Agora, cá estou eu no topo de um prédio de 16 andares, há 200 metros de um grande edifício, aparentemente abandonado, mas que servia como uma das bases pro DOPS. Mas minha atenção estava voltada para a direção oposta do edifício, numa das praças cívicas da cidade, em que cerca de 4 mil pessoas protestavam, pedindo a volta da democracia. A democracia que eles recebiam era a opressão dos policiais, que recebiam-nos com pauladas. Observava tudo de um binóculos militar.

– Hm. Vocês deveriam estar protegendo-os, e não o contrário. – Falei para mim mesmo – Peculiar... – continuei, enquanto caminhava até a extremidade do topo do prédio que dava para visualizar o edifício abandonado – assim posso definir essa metodologia de “bom andamento da sociedade brasileira”, como dizia meu antigo amiguinho. Que má educação dele! Nem me disse seu nome. – Procurei com o binóculos um artefato que deixei ontem à noite em uma varando no segundo andar do edifício abandonado. Não escolhi aquele local à toa, afinal, tinha calculado a hora em que o sol, naquele período, iluminaria com maior intensidade aquela varanda. – Hm... 4 horas e 56 minutos, assim como calculei.

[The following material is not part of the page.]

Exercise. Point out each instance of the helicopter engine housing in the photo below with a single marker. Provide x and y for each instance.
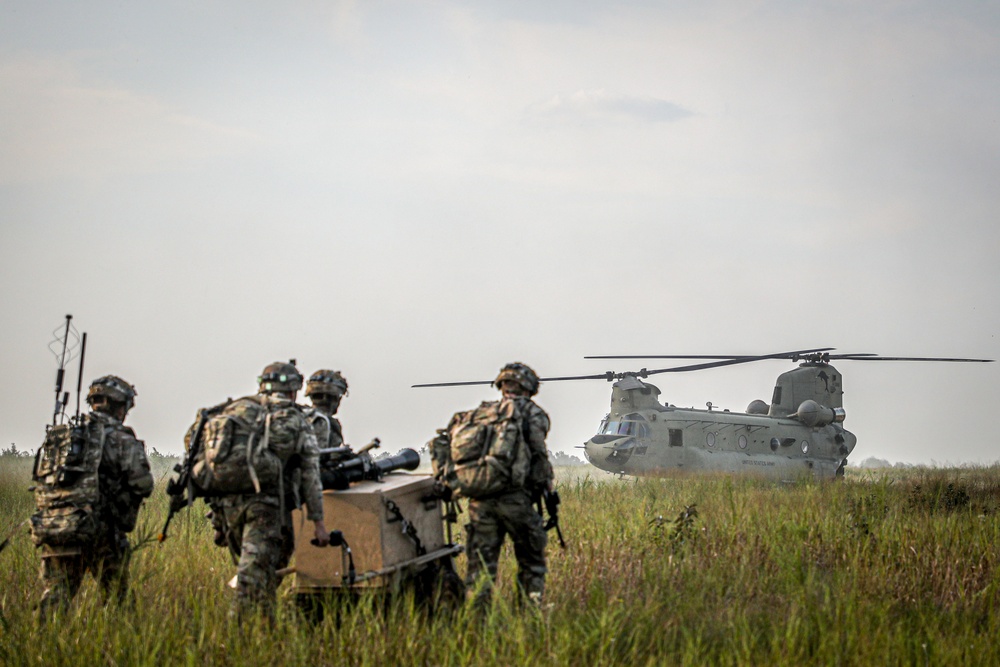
(812, 413)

Coloquei meu rifle de precisão apoiado no parapeito do prédio, regulei o compensador para 200 metros e procurei o pequeno reflexo da luz solar no espelho que coloquei propositalmente no artefato. Segurei minha respiração, mirei no reflexo e puxei o gatilho. Em dois segundos, um grande barulho de explosão tomou conta das redondezas.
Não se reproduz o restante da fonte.